En Suisse, les autorégulations de l’ASB et de L'Asset Management Association Switzerland (AMAS) ont apporté de la clarté en définissant rigoureusement ce qui relève, ou non, de la finance durable. Avec leur approche fondée sur des principes, elles offrent à la fois une ouverture et la flexibilité nécessaire pour s’adapter aux évolutions futures.

Le véritable progrès réside dans le fait que la finance durable ne soit plus considérée comme un domaine nouveau et passionnant, mais bien comme une partie intégrante des processus habituels d'une banque.

De manière similaire aux critères ESG, ne faudrait-il pas une refonte complète du terme finance durable, afin de tracer une nouvelle voie et retrouver la dynamique survenue à Paris 2015 ?

La finance durable a considérablement évolué ces dernières années. Chercher à la promouvoir uniquement par la réglementation a, comme l’illustre l’exemple de l’UE, surtout généré de la confusion — en particulier parmi les investisseurs, qui ne sont pas des experts en la matière. Si une révision s’impose, c’est sans doute moins celle des concepts que celle de l’impact réel de la finance durable. On peut aussi se demander s’il ne serait pas plus pertinent de concentrer les efforts sur la création de conditions favorables permettant à l’économie réelle de jouer pleinement son rôle.
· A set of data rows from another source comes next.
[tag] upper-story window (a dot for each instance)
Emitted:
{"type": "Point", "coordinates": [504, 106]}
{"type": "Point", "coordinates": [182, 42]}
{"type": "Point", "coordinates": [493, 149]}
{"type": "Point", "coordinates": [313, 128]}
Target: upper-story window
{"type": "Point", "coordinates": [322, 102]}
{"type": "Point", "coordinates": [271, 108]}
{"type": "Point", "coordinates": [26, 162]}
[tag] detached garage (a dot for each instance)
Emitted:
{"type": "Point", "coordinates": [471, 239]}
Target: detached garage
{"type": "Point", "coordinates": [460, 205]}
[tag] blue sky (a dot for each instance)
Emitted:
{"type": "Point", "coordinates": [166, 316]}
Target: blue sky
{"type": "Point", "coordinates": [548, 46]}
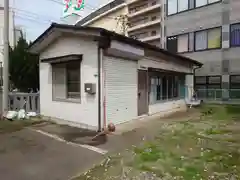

Quelles actions pourraient être menées pour changer le narratif actuel autour de la finance durable, narratif désormais entaché par le déclin de la NZBA ?

À mes yeux, le véritable progrès réside dans le fait que la finance durable ne soit plus considérée comme un domaine nouveau et passionnant, distinct des activités bancaires « traditionnelles », mais bien comme une partie intégrante des processus habituels d'une banque. Nous sommes sortis de l’euphorie d’il y a quelques années pour entrer dans une phase de maturation et de généralisation. Plusieurs indicateurs vont dans ce sens : la progression continue des émissions d’obligations vertes et la croissance des revenus liés à des activités « vertes » pour les entreprises à travers le monde.

Avec des événements comme « Building Bridges », la Suisse ne devrait-elle pas tout faire pour s’assurer un rôle de leader dans le domaine de la finance durable ?

La Suisse le fait déjà. Elle bénéficie d’une excellente réputation dans le secteur financier : ses services sont perçus comme étant de grande qualité, comme l’a confirmé l’enquête de la SBA sur l’image des banques publiée en mars 2024. Elle figure également parmi les pays les plus compétitifs et innovants au monde, selon le Forum économique mondial (WEF) et l’IMD. Cette combinaison lui offre toutes les conditions nécessaires pour renforcer encore plus cette position en matière de finance durable.

Publié au mois d'octobre 2024, le «Global Green Finance Index» (GGFI), – qui évalue la disponibilité des offres d’investissement durable dans les grandes places financières –, classe ainsi Zurich (2e), Genève (4e) et Lugano (13e) parmi les 20 premières places financières mondiales. Et nous sommes convaincus que cette dynamique se poursuivra.